Veri e seri provvendimenti non si sono visti e questo in futuro potrebbe diventare un problema per l’economia dell’intera Germania, che vive essenzialmente di auto. Già segni di crisi evidenti sono presenti nel territorio teutonico, con la delocalizzazione della produzione verso l’est europa che avanza e le difficoltà sempre maggiori nel coniugare le alte retribuzioni salariali e le imposte di uno stato fortemente assistenzialista, con la produzione di quei veicoli di prezzo più contenuto.
Queste nuove normative potrebbero rappresentare lo scalino su cui potrebbe inciamapre un’industria, sì florida, ma anche già impegnata in molte altre sfide per il futuro prossimo.
Meno problematica è la situazione italiana. Il gruppo Fiat possessore di praticamente tutti i marchi italiani ad eccezione della Lamborghini (e della Pagani!) dopo il baratro della gestione Agnelli, che abituata a vendere carriole in un mercato protetto dal Governo non seppe reagire all’apertura dei mercati portando quasi alla morte l’azienda, ha dimostrato di saper tornare ad alti livelli di competitività, sotto le redini di Marchionne, pur con poche risorse finanziare e un indebitamento spaventoso da risanare (e ormai risanato).
Tutto il lavoro svolto finora però, è servito a far tornare competitivi soltanto i segmenti più “popolari”, rimanendo ancora ai margini dal settore del lusso e quindi dei consumi di carburante spropositati.

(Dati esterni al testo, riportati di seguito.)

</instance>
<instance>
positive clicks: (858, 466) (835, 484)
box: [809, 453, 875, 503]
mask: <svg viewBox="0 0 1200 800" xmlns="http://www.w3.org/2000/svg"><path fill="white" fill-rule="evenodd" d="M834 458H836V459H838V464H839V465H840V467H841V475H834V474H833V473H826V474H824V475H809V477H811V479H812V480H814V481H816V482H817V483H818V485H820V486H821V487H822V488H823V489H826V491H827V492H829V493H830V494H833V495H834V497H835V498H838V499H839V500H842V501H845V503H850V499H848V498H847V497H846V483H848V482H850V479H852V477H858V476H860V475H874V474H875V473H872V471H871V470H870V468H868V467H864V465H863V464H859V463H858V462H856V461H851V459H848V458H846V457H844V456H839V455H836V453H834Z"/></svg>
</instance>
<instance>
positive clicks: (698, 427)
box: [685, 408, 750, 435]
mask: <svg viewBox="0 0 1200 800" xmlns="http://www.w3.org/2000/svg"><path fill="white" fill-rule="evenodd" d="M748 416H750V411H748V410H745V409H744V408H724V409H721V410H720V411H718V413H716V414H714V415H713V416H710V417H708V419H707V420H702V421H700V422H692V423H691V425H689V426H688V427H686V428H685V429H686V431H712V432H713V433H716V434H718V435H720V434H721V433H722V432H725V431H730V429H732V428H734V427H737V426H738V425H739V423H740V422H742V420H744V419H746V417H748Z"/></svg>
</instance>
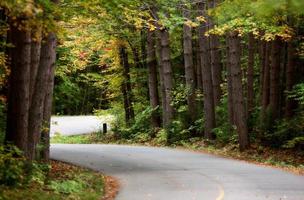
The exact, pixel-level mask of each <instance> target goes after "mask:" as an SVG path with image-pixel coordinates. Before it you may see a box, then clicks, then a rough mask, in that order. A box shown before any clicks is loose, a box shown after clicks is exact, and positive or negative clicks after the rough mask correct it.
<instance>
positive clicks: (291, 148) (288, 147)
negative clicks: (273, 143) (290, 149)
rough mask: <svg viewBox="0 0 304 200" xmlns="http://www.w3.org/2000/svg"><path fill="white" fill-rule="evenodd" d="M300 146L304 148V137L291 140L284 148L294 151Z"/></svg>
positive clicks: (300, 136)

Anche se fino ad oggi il gruppo Fiat non si è contraddistinto per innovazione sul fronte delle emissioni, saranno necessari molti meno sforzi per adattare la gamma alle future normative, rispetto alla concorrenza tedesca.
Resta comunque il problema dell’immenso consumo energetico, necessario a mantenere la produzione automobilistica mondiale e di tutto il suo indotto industriale e commerciale, che ha un impatto enorme, e che la normativa intorno a cui ruota questo post non mette in discussione.
Io per conto mio, rimango dell’idea che l’auto più ecologica è quella che già si possiede (e sì, lo so che la bicicletta è ancora meglio, non c’è bisogno di puntualizzare su tutto).